Mohamed Materi distingue congés payés et RTT imposables

Le point clé, c’est la nature du jour qu’on te demande de poser. Un employeur ne peut pas t’imposer de prendre un congé payé légal au titre de la journée de solidarité. Cette limite est rappelée par l’avocat Mohamed Materi, cité dans la presse spécialisée. Donc si on te dit, « tu poses un CP, point », tu as un vrai motif de contestation, parce que le congé annuel légal ne doit pas servir de variable d’ajustement.

Mais, et c’est là que beaucoup se font avoir: l’employeur peut te contraindre à ne pas travailler le lundi de Pentecôte, qui reste un jour férié, à condition de mobiliser d’autres compteurs, typiquement des RTT ou des congés « supplémentaires » prévus par l’entreprise. En clair, il peut te faire chômer, mais pas en tapant dans le stock « protégé » des congés payés légaux. La nuance est technique, mais l’impact est très concret sur ton solde.

À l’inverse, si l’entreprise décide que la Pentecôte est travaillée, tu peux demander à poser un jour de congé, y compris un congé payé, comme n’importe quelle autre demande. Mais ce n’est pas automatique, l’employeur peut accepter ou refuser selon les règles habituelles.
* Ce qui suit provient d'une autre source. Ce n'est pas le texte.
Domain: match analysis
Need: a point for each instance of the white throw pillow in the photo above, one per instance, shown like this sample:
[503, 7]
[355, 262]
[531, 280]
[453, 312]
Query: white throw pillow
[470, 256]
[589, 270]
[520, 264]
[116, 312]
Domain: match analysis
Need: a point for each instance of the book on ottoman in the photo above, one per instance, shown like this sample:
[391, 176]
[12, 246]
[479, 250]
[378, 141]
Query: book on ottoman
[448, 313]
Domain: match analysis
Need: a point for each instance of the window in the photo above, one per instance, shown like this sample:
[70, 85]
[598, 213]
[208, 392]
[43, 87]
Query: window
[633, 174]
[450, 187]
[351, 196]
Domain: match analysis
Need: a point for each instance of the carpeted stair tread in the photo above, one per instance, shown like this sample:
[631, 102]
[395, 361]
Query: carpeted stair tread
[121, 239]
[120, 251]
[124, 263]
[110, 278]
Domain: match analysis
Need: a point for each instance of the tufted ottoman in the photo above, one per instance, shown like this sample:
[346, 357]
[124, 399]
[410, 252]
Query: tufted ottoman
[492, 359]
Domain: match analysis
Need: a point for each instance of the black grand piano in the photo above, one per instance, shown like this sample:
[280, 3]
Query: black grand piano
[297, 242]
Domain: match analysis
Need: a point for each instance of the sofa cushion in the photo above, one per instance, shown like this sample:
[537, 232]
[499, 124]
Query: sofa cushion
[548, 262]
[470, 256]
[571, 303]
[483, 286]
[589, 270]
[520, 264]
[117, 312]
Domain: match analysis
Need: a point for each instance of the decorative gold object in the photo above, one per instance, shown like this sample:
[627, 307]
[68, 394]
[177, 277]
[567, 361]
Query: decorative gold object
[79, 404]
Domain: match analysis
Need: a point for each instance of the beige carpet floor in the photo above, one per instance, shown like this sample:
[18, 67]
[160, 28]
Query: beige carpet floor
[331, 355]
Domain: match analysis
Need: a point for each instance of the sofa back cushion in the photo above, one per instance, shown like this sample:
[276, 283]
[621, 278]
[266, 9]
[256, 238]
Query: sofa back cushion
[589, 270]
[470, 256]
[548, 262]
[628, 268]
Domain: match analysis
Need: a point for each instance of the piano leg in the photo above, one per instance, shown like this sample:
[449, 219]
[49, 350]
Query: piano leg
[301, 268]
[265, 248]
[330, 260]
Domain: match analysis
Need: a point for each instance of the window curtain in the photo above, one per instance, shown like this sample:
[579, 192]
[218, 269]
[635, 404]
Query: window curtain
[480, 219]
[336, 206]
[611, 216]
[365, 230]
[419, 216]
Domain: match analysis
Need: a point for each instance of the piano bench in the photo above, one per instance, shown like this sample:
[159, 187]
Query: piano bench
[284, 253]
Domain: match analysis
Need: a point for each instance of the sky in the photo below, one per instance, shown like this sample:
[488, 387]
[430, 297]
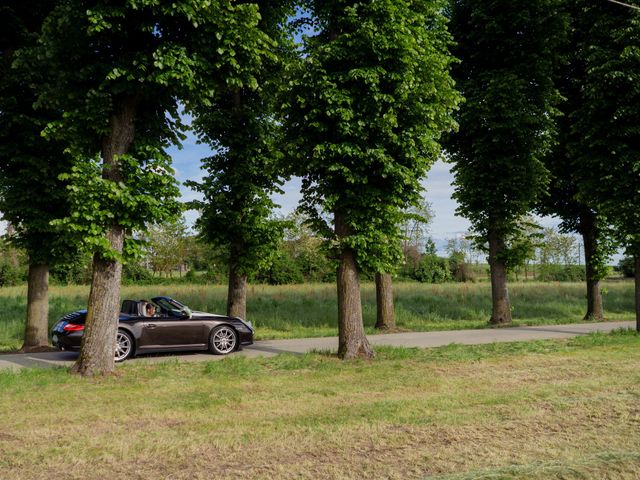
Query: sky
[438, 191]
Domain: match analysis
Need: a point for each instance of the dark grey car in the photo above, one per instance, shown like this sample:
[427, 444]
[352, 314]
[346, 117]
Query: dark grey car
[174, 327]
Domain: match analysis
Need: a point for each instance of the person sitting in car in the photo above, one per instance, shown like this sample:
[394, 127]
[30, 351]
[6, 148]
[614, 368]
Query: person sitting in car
[150, 310]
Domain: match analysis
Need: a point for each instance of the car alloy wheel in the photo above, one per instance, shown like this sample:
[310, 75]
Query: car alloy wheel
[223, 340]
[124, 346]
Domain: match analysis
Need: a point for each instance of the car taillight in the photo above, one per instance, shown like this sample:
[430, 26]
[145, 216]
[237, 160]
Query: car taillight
[72, 327]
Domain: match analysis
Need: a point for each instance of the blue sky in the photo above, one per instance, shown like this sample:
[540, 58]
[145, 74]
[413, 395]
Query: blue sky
[438, 191]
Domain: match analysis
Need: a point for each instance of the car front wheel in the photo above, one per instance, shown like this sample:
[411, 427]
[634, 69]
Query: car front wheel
[124, 346]
[224, 340]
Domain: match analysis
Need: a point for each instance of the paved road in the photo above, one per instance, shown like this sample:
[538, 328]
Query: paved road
[303, 345]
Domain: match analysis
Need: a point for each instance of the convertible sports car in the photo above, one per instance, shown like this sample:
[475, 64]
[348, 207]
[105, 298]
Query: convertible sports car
[164, 324]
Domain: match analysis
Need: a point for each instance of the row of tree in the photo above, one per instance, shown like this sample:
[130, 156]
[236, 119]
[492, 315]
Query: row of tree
[90, 96]
[550, 124]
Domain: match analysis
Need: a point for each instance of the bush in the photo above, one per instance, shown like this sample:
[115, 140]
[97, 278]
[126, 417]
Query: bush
[282, 271]
[627, 267]
[10, 275]
[133, 272]
[460, 270]
[433, 269]
[561, 273]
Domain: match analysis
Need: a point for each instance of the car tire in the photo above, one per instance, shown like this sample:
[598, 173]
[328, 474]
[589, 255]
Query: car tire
[223, 340]
[124, 346]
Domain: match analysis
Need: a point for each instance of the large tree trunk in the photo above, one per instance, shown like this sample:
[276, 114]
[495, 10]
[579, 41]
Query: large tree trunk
[36, 335]
[637, 276]
[98, 342]
[237, 292]
[594, 295]
[385, 318]
[352, 342]
[501, 308]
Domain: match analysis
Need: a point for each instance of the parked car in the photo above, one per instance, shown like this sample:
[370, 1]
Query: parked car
[162, 324]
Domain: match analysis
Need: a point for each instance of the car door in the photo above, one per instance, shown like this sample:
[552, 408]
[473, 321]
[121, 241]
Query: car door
[166, 331]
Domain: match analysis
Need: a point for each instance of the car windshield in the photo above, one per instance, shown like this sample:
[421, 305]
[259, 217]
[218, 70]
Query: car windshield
[170, 306]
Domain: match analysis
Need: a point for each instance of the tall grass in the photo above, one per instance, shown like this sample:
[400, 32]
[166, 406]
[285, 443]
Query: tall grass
[310, 310]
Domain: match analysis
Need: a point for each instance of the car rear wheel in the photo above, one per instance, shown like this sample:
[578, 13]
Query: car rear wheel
[224, 340]
[124, 346]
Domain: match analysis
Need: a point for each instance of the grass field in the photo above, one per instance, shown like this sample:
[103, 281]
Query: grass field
[310, 310]
[538, 410]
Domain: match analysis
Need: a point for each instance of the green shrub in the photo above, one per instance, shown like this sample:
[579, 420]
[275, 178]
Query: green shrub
[10, 275]
[433, 269]
[135, 273]
[627, 267]
[561, 273]
[283, 271]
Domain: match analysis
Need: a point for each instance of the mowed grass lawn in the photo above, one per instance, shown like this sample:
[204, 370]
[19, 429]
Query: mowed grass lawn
[539, 410]
[295, 311]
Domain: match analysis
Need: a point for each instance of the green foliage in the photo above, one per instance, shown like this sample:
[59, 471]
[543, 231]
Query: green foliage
[166, 248]
[140, 57]
[242, 128]
[578, 215]
[561, 273]
[282, 270]
[627, 267]
[133, 273]
[433, 269]
[367, 110]
[508, 51]
[606, 117]
[31, 192]
[11, 274]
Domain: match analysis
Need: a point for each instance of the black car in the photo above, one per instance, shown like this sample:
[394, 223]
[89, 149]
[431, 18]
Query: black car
[164, 324]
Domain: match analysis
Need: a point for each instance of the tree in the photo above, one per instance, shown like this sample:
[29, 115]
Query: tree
[366, 114]
[31, 194]
[167, 246]
[414, 228]
[508, 52]
[606, 120]
[563, 200]
[117, 71]
[246, 167]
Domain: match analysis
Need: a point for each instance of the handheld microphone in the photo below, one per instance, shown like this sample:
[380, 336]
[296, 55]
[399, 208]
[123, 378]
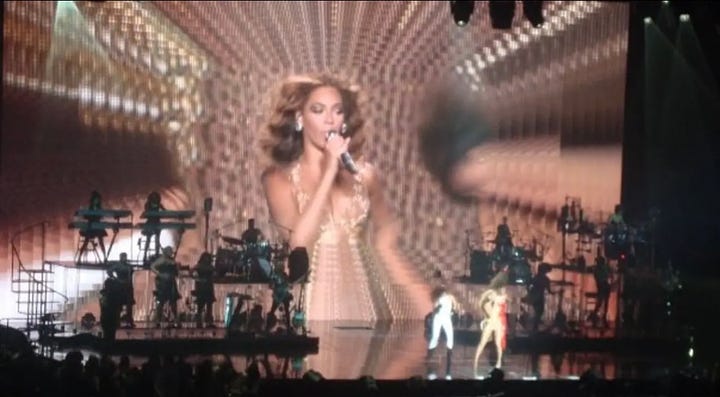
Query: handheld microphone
[346, 158]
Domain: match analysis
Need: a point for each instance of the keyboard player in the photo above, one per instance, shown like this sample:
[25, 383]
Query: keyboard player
[152, 228]
[93, 222]
[156, 216]
[91, 233]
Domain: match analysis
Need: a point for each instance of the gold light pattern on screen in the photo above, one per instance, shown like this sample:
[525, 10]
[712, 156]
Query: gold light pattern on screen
[201, 74]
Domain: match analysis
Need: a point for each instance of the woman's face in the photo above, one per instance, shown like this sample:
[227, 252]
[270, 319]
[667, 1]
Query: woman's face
[322, 113]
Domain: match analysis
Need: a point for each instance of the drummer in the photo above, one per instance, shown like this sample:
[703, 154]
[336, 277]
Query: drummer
[616, 218]
[252, 234]
[503, 241]
[256, 247]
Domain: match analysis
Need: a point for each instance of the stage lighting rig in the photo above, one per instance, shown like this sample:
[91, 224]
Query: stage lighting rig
[461, 11]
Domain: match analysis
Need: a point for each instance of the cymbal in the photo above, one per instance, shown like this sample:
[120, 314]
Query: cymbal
[240, 296]
[232, 240]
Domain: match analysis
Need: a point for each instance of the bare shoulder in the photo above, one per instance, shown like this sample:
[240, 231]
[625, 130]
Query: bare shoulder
[370, 175]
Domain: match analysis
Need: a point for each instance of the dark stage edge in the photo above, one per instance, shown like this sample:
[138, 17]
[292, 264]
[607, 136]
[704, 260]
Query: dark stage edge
[674, 386]
[551, 343]
[232, 343]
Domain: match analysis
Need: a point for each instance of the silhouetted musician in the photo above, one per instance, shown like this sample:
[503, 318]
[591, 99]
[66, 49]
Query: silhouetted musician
[154, 214]
[90, 233]
[166, 291]
[151, 228]
[503, 240]
[93, 227]
[122, 271]
[204, 290]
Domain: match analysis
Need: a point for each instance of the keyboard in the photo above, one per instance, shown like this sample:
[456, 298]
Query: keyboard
[168, 214]
[166, 225]
[85, 225]
[103, 213]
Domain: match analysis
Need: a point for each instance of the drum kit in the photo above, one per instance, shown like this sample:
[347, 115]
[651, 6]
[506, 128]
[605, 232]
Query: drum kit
[261, 262]
[484, 264]
[252, 261]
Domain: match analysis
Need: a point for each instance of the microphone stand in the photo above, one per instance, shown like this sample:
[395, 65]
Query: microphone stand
[207, 229]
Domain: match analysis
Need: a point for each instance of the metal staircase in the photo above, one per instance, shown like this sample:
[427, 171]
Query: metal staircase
[40, 304]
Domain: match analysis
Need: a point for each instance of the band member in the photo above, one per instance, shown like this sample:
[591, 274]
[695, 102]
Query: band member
[152, 227]
[166, 291]
[493, 304]
[617, 218]
[281, 296]
[536, 294]
[251, 235]
[443, 305]
[93, 233]
[112, 297]
[503, 240]
[204, 290]
[602, 274]
[123, 272]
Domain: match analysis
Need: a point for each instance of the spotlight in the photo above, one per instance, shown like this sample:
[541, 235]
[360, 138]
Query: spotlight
[461, 11]
[532, 10]
[502, 13]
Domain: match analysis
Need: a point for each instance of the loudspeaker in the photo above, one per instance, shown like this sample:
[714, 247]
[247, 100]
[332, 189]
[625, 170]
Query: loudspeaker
[298, 264]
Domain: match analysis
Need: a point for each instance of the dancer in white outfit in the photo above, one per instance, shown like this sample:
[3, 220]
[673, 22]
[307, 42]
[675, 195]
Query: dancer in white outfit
[444, 303]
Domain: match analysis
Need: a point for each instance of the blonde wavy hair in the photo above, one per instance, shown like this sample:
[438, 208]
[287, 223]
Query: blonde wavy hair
[280, 143]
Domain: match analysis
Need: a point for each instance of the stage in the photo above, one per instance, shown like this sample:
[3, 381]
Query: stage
[188, 341]
[397, 350]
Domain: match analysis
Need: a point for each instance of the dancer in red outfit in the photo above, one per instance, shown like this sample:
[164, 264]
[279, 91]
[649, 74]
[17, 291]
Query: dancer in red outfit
[493, 303]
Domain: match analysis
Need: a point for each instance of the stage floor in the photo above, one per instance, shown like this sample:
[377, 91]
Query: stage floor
[398, 351]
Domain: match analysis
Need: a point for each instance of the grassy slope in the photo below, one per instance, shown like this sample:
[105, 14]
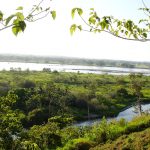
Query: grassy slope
[133, 141]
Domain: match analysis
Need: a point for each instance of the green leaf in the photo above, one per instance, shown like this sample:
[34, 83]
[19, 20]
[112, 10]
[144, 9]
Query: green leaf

Donc si tu veux ton week-end prolongé, il faut anticiper, et éviter le bras de fer de dernière minute, parce que la réponse peut être non.

PayFit et Mes-Allocs précisent les cas arrêt maladie et congés

Il existe des situations où la discussion change de terrain. Si tu es en arrêt maladie le jour prévu pour la solidarité, tu n’es pas tenu de l’effectuer pendant ton arrêt, et l’employeur ne peut pas exiger un « rattrapage » à ton retour pour ce motif. Même logique si tu es en congé au même moment, l’employeur ne peut pas annuler un congé déjà accepté pour te faire venir travailler ce jour-là.

Autre cas fréquent, tu es déjà en congés validés, billets réservés, organisation familiale calée, et on te dit « finalement tu reviens ». Non, ce n’est pas le principe. Les fiches pratiques RH rappellent qu’un responsable ne peut pas exiger le retour d’un salarié en congé pour accomplir la journée de solidarité. Ce cadre évite des abus, même si dans la vraie vie, la pression peut exister, surtout dans les petites équipes.

Dernier point: la journée de solidarité ne se limite pas à « une journée entière » figée. Elle peut être réalisée un autre jour férié chômé, sauf le 1er mai, ou par une autre organisation permettant d’atteindre l’équivalent de 7 heures, par exemple en retirant une journée de RTT, en travaillant un samedi, ou en fractionnant des heures. Cette souplesse aide certaines entreprises, mais elle rend aussi les règles moins lisibles pour les salariés, et c’est souvent là que naissent les malentendus.